Sur la régularité du jugement :

2. Le jugement répond de manière suffisante à l'ensemble des moyens soulevés en première instance par la société Open Flight. Il n'avait pas à répondre à l'ensemble des arguments présentés à l'appui de ses moyens. Il ne méconnaît pas, par suite, les dispositions de l'article L. 9 du code de justice administrative.
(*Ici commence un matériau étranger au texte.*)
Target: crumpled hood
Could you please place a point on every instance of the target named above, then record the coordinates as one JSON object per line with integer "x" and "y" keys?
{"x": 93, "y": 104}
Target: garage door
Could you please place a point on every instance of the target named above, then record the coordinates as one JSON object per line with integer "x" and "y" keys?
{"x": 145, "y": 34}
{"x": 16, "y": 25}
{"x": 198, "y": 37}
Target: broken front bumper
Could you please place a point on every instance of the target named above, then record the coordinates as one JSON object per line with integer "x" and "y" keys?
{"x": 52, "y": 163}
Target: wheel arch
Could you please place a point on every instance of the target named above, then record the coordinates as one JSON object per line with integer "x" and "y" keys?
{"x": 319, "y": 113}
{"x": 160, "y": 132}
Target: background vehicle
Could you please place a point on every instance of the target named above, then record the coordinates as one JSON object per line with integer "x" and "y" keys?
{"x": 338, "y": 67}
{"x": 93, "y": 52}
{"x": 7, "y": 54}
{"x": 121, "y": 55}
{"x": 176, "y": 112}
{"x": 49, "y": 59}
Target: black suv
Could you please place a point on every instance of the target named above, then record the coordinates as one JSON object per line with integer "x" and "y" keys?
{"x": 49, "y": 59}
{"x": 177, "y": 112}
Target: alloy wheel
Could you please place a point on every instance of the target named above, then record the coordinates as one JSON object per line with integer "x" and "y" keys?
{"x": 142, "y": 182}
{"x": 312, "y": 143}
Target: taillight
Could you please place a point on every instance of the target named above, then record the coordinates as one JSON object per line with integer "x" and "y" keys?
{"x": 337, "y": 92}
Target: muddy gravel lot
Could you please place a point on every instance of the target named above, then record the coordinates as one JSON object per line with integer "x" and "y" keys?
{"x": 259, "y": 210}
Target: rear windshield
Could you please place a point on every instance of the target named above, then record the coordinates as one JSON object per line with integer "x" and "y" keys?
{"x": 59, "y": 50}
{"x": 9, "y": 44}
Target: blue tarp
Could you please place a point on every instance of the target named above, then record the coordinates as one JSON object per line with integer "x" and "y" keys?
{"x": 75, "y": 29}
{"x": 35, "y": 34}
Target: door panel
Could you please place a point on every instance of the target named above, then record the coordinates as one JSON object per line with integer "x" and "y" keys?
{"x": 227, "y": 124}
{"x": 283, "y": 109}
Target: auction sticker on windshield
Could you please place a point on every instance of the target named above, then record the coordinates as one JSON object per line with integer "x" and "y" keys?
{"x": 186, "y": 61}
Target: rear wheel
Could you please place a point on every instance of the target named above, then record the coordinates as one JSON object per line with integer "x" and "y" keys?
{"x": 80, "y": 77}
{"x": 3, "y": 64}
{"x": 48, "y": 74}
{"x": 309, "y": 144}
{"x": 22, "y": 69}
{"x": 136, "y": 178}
Sur la validité du marché :

3. Indépendamment des actions dont disposent les parties à un contrat administratif et des actions ouvertes devant le juge de l'excès de pouvoir contre les clauses réglementaires d'un contrat ou devant le juge du référé contractuel sur le fondement des articles L. 551-13 et suivants du code de justice administrative, tout tiers à un contrat administratif susceptible d'être lésé dans ses intérêts de façon suffisamment directe et certaine par sa passation ou ses clauses est recevable à former devant le juge du contrat un recours de pleine juridiction contestant la validité du contrat ou de certaines de ses clauses non réglementaires qui en sont divisibles. Le tiers agissant en qualité de concurrent évincé de la conclusion d'un contrat administratif ne peut ainsi, à l'appui d'un recours contestant la validité de ce contrat, utilement invoquer, outre les vices d'ordre public, que les manquements aux règles applicables à la passation de ce contrat qui sont en rapport direct avec son éviction.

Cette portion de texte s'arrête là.